Hukum  

Jejak Hitam Gembong Narkoba Ajukan PK di 2026, Usman Efendi Pernah Divonis 17 Tahun Penjara

JAMBI – Nama Usman Efendi alias Pendi Togok kembali mencuat setelah mengajukan Peninjauan Kembali (PK) pada awal 2026. Terpidana kasus narkotika itu sebelumnya divonis 17 tahun penjara dalam perkara peredaran sabu dan ekstasi di wilayah Jambi.

Dalam putusan Pengadilan Negeri Tebo Nomor 48/Pid.Sus/2022/PN Mrt, Usman Efendi dinyatakan terbukti melakukan permufakatan jahat untuk membeli dan menawarkan narkotika golongan I bukan tanaman dengan berat melebihi lima gram.

Majelis hakim menjatuhkan hukuman 17 tahun penjara serta denda Rp2 miliar subsider tiga bulan kurungan.

Kasus tersebut turut mengungkap barang bukti dalam jumlah besar. Aparat menyita dua paket besar sabu, satu paket sedang, satu paket kecil, serta 25 butir pil ekstasi merek VL warna hijau. Polisi juga mengamankan timbangan digital, alat hisap, empat unit telepon genggam, hingga percakapan WhatsApp yang diduga berkaitan dengan jaringan narkoba.

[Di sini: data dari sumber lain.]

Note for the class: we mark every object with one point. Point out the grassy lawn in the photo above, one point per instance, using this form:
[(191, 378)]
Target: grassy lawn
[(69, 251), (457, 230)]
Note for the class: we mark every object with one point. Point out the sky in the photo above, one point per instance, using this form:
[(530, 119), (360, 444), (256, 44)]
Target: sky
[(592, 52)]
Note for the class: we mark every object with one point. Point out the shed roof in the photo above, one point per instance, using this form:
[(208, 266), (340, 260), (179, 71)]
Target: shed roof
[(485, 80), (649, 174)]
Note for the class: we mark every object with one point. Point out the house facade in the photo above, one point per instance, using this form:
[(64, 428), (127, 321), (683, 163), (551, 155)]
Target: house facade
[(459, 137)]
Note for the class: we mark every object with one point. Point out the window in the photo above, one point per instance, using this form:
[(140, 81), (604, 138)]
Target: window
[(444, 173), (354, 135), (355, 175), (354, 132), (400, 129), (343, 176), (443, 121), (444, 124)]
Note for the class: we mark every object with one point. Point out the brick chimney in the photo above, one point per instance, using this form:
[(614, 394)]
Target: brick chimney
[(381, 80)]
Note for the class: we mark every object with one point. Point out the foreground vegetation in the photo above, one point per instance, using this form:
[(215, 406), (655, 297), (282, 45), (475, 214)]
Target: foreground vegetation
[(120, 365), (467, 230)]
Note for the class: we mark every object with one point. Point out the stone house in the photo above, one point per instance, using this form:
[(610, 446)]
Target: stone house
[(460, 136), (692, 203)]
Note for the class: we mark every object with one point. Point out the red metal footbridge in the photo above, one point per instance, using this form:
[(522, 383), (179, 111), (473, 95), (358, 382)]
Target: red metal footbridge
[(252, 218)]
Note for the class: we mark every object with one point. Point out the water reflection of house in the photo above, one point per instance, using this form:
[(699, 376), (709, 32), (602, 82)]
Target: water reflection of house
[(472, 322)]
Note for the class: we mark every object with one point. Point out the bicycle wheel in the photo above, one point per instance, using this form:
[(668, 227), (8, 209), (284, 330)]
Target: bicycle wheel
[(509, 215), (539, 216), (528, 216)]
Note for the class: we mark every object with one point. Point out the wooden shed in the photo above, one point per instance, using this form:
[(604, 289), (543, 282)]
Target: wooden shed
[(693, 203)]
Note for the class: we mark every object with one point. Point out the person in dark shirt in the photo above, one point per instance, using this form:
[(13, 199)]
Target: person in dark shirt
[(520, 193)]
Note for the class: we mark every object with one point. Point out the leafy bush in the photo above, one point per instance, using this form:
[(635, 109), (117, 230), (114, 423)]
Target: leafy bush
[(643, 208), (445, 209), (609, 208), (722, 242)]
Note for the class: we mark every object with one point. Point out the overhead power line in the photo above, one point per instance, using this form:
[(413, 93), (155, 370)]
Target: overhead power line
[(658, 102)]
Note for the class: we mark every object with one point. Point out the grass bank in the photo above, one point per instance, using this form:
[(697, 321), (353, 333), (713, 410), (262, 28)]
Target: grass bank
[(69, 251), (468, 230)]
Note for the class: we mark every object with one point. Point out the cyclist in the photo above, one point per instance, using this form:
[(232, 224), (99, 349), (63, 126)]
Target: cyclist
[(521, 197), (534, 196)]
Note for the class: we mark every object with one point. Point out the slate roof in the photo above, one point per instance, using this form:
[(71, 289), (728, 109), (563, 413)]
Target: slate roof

Berita Lainnya  Status Hukum Masih Dikaji, Bareskrim Pertimbangkan Hasil Sidang Adat Toraja dalam Kasus Pandji

Upaya PK diajukan melalui kuasa hukumnya pada 8 Januari 2026. Namun, Jaksa Penuntut Umum langsung merespons dengan mengajukan kontra memori untuk membantah dalil permohonan tersebut.

Kasus ini kembali menjadi perhatian publik dan menambah daftar panjang penindakan terhadap jaringan narkoba di Provinsi Jambi.